The globalisation of knowledge and educational products and services means that all countries can, in principle, be both providers and consumers. However, given the existence of greater production capacity, powerful alliances, and high volume markets, it seems more likely that larger developed countries (and to some extent, larger developing countries) rather than small developing countries will become the major producers of distance education products and services. By using division of labour (some people developing learning materials, others supporting students, others providing logistic support, etc.) and the specialisation that this permits, the 'mega-universities' (Daniel, 1996) have been able to develop a model of supported open learning which can operate flexibly at large scale, with low costs and high quality. This can pose an economic, political and cultural threat to small developing countries and small states (UWIDEC, 2000, p.6). Small state economies such as those of Swaziland and the Caribbean find it difficult to respond because their inability to access economies of scale make "the creation and delivery of distance material constitute a substantial investment, which is difficult to quantify and equally difficult to recoup" (Morgan, 2000, p.107).There are those who fear that globalised open and distance education will amount to cultural importation/invasion/imperialism (Evans, 1995b, pp.314-315).

The particular social, cultural and political context may also make it difficult for small state economies to introduce distance education. Morgan (2000, p.107) points out that although distance delivery is ideally suited to the island chain of the Caribbean, "there is still the propensity to treat this mode as the despised poor relation of face-to-face teaching". Perraton (1983) makes the more general point that the success or failure of a distance education project will depend at least as much on its political context as on its methods because

The ways in which distance teaching is used are, of course, politically and culturally determined. If, for example, society rewards credentials and the diploma disease is rife, then it is extremely difficult for a distance-teaching institution to set off in a different direction... Distance-teaching institutions inevitably reflect the values of their societies... (Perraton, 1983, p.36).

Organizational culture can also affect the success or failure of a distance education project. Morgan (2000, p.108) describes the introduction of distance education at the University of the West Indies as "fraught with difficulties, ranging from lack of conviction as to the viability of the distance mode, to the disparity between the responsibility placed on the Distance Education Centre and its funding and positioning within the university structure".

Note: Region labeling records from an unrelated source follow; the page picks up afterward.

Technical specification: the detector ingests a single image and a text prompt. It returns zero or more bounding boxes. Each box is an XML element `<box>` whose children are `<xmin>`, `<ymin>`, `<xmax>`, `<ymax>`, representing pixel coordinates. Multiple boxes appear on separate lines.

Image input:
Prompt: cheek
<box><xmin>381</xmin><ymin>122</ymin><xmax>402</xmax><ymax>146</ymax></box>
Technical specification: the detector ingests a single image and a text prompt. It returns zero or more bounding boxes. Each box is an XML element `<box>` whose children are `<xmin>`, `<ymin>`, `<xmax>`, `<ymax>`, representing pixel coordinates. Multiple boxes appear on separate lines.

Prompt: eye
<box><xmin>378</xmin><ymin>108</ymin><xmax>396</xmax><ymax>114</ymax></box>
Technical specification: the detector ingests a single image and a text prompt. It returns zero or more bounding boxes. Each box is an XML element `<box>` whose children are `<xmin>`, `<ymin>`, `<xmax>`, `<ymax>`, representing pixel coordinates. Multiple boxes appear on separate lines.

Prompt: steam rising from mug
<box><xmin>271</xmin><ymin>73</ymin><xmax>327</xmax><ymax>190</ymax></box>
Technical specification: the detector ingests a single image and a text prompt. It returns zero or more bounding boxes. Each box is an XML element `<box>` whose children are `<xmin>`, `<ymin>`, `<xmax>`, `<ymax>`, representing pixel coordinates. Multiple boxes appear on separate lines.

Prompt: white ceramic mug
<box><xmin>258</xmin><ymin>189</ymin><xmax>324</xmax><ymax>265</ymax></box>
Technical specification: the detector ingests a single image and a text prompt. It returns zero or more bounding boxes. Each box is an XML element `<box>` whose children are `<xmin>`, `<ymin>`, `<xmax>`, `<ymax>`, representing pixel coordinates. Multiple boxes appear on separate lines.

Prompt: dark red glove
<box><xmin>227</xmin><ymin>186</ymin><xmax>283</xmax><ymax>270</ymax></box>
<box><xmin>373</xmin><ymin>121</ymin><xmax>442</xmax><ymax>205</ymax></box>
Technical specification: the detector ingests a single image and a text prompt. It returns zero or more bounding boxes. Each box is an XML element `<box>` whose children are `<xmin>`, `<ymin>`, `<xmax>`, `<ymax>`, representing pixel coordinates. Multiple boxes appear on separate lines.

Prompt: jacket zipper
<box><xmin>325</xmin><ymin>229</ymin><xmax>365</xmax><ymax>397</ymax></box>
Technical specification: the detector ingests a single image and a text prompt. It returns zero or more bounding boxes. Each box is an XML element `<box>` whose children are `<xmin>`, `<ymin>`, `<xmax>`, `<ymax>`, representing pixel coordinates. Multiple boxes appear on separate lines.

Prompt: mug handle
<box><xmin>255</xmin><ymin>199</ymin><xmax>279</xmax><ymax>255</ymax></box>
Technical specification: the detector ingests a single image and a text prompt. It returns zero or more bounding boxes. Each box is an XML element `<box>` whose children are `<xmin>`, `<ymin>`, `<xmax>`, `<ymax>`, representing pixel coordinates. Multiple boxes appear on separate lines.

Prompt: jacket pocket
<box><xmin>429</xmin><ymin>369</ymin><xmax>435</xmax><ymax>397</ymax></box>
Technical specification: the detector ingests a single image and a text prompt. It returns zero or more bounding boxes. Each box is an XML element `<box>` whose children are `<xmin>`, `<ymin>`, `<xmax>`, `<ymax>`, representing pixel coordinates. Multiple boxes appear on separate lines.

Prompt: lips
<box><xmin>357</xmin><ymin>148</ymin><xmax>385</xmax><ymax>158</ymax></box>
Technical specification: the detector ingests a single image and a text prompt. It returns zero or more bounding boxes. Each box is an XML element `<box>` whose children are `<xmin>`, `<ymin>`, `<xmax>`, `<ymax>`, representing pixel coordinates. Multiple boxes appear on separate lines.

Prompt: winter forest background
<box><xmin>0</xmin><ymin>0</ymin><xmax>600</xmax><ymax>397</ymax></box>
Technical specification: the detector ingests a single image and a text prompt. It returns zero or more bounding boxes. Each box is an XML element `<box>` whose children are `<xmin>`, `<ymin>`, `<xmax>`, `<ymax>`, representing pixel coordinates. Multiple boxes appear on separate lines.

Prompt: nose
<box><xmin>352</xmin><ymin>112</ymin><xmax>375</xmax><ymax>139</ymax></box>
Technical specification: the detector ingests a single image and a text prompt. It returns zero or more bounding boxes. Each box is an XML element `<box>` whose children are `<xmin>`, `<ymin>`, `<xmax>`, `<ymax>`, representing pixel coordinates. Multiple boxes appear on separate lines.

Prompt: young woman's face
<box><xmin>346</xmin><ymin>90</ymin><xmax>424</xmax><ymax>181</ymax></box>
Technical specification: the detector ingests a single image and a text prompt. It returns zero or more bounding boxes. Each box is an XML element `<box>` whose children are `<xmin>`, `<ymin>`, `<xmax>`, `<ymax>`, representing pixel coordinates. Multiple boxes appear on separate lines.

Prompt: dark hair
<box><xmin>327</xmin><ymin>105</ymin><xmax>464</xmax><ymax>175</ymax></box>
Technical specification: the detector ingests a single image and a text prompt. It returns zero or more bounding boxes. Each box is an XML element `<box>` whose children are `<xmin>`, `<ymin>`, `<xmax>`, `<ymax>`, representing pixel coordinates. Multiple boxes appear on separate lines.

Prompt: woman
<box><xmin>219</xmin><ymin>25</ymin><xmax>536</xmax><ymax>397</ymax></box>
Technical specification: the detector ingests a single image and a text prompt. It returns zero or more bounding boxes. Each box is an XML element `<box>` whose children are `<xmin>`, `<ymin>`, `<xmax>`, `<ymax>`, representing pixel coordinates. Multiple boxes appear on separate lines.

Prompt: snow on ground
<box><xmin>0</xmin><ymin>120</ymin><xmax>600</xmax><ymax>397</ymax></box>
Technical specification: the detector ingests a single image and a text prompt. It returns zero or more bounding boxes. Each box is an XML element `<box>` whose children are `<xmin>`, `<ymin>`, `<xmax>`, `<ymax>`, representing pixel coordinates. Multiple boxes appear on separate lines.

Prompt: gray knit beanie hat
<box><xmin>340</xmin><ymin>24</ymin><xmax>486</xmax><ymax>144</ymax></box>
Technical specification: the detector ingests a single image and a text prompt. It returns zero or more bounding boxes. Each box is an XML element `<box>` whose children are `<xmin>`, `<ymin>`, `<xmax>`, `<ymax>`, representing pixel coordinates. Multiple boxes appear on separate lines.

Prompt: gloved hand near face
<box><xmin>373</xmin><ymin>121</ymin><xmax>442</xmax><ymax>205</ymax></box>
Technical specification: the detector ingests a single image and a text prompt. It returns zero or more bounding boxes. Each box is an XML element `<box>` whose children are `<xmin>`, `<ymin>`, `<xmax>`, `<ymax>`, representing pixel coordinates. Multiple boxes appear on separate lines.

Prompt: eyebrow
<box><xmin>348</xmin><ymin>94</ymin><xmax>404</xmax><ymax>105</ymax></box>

ICTs make possible new learning environments. In Australia, online and videoconferencing systems are being developed as alternatives to face-to-face communication where the people are physically dispersed. The alternative learning/teaching approaches using ICTs include: the Internet (facilitating synchronous and asynchronous interactions between learners); video-conferencing (facilitating tutorials comprising distributed groups of students, and also remote access to live lectures); digital libraries (as knowledge repositories); computer simulation (substitutes for laboratories); and many others (Evans & Nation, 1993; Evans & Newell, 1993; Asensio, et al, 2000; Jegede, 2000; McAlpine, 2000; Devi, 2001; Williams et al, 2001; Discenza, et al, 2002; Ruth, 2002). Overall, these new technologies create a learning environment in which learners, tutors and learning resources can all be networked.

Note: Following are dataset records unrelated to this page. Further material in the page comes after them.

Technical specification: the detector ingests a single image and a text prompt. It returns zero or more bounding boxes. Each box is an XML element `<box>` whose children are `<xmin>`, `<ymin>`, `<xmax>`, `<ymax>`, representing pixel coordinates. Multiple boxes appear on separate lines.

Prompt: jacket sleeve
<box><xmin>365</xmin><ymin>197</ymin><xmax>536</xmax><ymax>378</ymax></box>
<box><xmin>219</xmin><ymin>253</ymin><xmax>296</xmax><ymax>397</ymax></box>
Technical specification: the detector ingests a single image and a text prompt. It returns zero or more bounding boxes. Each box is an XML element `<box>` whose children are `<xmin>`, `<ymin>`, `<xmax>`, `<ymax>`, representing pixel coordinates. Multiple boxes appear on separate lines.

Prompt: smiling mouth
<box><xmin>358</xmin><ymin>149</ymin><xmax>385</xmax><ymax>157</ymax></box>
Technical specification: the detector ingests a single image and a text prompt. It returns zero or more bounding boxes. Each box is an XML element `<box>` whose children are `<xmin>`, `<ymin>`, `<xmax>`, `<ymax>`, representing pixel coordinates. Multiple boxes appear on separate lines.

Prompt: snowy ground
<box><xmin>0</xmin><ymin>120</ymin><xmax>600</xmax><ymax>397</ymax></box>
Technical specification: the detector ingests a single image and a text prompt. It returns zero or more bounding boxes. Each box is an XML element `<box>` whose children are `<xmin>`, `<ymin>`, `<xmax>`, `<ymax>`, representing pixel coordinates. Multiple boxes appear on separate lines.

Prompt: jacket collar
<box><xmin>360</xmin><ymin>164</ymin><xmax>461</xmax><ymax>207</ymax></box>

These same ICT possibilities also permit new working environments for those responsible for the facilitation of learning. Thus lecturers can use the Internet for synchronous and asynchronous communication with colleagues, video-conferencing for meetings, digital libraries for research, etc. The interaction of these new technologies with the people creates a teaching environment in which lecturers, tutors and teaching resources can all be networked. But to achieve maximum advantage from the use of these ICTs, it is necessary to re-engineer work practices. The ‘mega-universities’ (Daniel, 1996) use division of labour (some people developing learning materials, others supporting students, others providing logistic support, etc.) and the specialization that this permits, to develop a model of supported open learning which can operate flexibly at large scale, with low costs and high quality (Daniel, 1999).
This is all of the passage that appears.